„Do dnia konferencji prasowej nie wpłynęło żadne zawiadomienie ws. gróźb wobec premiera Donalda Tuska” – poinformowała według niezależnej.pl Prokuratura Okręgowa w Gdańsku. Zespół prasowy Komendy Wojewódzkiej Policji w Gdańsku również przyznaje, że nie wpłynęło żadne zgłoszenie w tej sprawie. O zawiadomieniach nie wie też nic Prokuratura Okręgowa w Warszawie.

"Twoje bękarty zdechną, a ty zostaniesz zabita... rozszarpana na strzępy wraz z całą rodziną. Jesteście parszywym pomiotem smoleńskiego mordercy” – czytał premier na konferencji prasowej.  „Przekaż ryżemu kundlowi, że zostanie zabity za mord smoleński (...) Bo ścierwo ryżego kundla musi być wytępione do pięciu pokoleń”.

Jeżeli smsy, które cytował Donald Tusk były prawdziwe, to dlaczego policja jeszcze nie ściga ich autorów?
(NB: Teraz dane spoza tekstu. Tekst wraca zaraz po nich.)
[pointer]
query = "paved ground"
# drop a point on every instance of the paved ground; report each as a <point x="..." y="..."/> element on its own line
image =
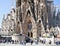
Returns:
<point x="28" y="44"/>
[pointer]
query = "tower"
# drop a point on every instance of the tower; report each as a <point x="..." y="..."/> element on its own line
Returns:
<point x="28" y="12"/>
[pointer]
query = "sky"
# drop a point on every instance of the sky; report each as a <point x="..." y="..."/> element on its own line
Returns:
<point x="5" y="7"/>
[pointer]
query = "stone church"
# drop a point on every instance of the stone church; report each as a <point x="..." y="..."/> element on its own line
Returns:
<point x="32" y="17"/>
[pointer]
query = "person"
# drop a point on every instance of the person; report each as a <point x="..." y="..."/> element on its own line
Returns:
<point x="50" y="42"/>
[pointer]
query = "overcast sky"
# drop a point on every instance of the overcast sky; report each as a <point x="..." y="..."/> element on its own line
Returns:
<point x="5" y="7"/>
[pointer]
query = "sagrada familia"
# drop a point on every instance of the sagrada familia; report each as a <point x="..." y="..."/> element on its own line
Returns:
<point x="31" y="17"/>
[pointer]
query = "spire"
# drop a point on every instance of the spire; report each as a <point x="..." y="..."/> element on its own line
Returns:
<point x="3" y="16"/>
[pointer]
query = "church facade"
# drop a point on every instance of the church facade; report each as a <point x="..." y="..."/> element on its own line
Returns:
<point x="32" y="17"/>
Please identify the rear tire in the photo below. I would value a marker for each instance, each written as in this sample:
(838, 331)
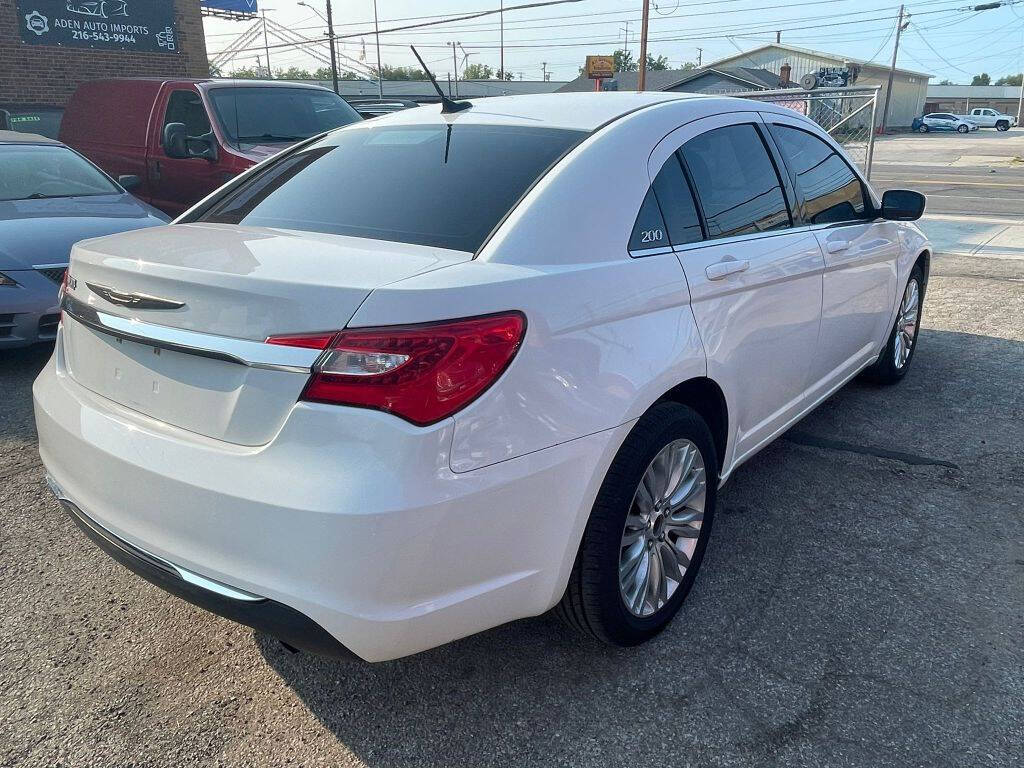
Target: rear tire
(625, 548)
(896, 355)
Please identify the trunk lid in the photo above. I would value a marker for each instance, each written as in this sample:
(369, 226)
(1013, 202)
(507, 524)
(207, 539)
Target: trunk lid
(203, 366)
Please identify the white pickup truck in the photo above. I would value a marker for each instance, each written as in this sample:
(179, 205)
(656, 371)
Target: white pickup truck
(983, 117)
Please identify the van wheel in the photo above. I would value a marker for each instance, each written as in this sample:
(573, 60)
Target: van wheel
(647, 532)
(895, 358)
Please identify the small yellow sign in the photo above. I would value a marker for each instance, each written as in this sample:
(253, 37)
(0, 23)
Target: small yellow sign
(599, 68)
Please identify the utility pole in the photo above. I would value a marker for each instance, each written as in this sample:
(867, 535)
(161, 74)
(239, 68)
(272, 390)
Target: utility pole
(455, 66)
(892, 72)
(380, 71)
(330, 35)
(266, 45)
(642, 70)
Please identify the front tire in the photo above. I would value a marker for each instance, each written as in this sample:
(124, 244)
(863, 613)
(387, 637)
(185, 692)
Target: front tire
(648, 530)
(895, 358)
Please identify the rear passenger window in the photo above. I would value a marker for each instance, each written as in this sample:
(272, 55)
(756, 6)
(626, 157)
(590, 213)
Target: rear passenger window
(736, 181)
(832, 190)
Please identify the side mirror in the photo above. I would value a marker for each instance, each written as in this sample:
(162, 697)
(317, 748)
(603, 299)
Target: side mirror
(129, 181)
(902, 205)
(175, 140)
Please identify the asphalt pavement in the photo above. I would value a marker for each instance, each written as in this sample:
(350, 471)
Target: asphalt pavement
(861, 602)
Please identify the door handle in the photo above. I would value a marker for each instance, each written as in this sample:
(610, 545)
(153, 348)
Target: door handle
(726, 267)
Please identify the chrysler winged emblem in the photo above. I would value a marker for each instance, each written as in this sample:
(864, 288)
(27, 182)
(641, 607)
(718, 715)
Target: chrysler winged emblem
(134, 300)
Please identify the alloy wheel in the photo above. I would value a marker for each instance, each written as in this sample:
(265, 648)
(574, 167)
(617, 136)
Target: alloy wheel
(662, 528)
(906, 324)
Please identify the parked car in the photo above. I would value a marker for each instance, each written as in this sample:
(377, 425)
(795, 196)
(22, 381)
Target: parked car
(183, 138)
(941, 121)
(987, 118)
(372, 418)
(374, 108)
(50, 198)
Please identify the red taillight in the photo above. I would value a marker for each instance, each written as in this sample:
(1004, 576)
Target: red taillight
(420, 373)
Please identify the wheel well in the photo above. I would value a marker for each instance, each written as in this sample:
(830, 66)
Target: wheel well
(705, 396)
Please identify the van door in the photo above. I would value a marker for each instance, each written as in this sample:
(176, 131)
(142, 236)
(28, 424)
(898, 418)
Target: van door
(178, 182)
(860, 251)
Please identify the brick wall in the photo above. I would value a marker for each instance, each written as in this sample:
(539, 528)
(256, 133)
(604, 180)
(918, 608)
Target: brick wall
(48, 75)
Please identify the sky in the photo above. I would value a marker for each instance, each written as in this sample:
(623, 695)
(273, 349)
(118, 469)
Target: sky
(943, 38)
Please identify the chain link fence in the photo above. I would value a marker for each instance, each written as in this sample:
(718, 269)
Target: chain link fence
(848, 114)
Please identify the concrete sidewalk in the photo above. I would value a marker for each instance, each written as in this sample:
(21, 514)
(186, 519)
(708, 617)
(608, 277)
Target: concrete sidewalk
(979, 237)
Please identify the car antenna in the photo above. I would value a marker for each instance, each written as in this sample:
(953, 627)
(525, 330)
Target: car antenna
(448, 105)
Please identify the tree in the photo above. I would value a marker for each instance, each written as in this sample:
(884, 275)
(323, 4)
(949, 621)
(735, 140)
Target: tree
(401, 73)
(477, 72)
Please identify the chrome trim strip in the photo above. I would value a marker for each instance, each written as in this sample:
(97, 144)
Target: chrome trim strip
(241, 351)
(656, 251)
(129, 549)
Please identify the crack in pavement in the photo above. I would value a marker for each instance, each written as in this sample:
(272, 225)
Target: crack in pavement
(812, 440)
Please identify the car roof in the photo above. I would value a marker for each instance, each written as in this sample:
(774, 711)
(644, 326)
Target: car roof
(16, 137)
(584, 112)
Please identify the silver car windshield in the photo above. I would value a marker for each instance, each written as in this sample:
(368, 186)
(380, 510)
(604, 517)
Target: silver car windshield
(34, 172)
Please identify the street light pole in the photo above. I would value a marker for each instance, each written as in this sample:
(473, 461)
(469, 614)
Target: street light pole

Kancelaria premiera twierdzi, że „w takich sprawach zawiadamiany jest BOR i on koordynuje wszystkie działania”.

Przypomnijmy, że dwa z trzech smsów, jakie odczytał szef rządu, zawierały wzmianki o Smoleńsku. Jest więc prawdopodobne, że cała akcja miała charakter wyłącznie propagandowy.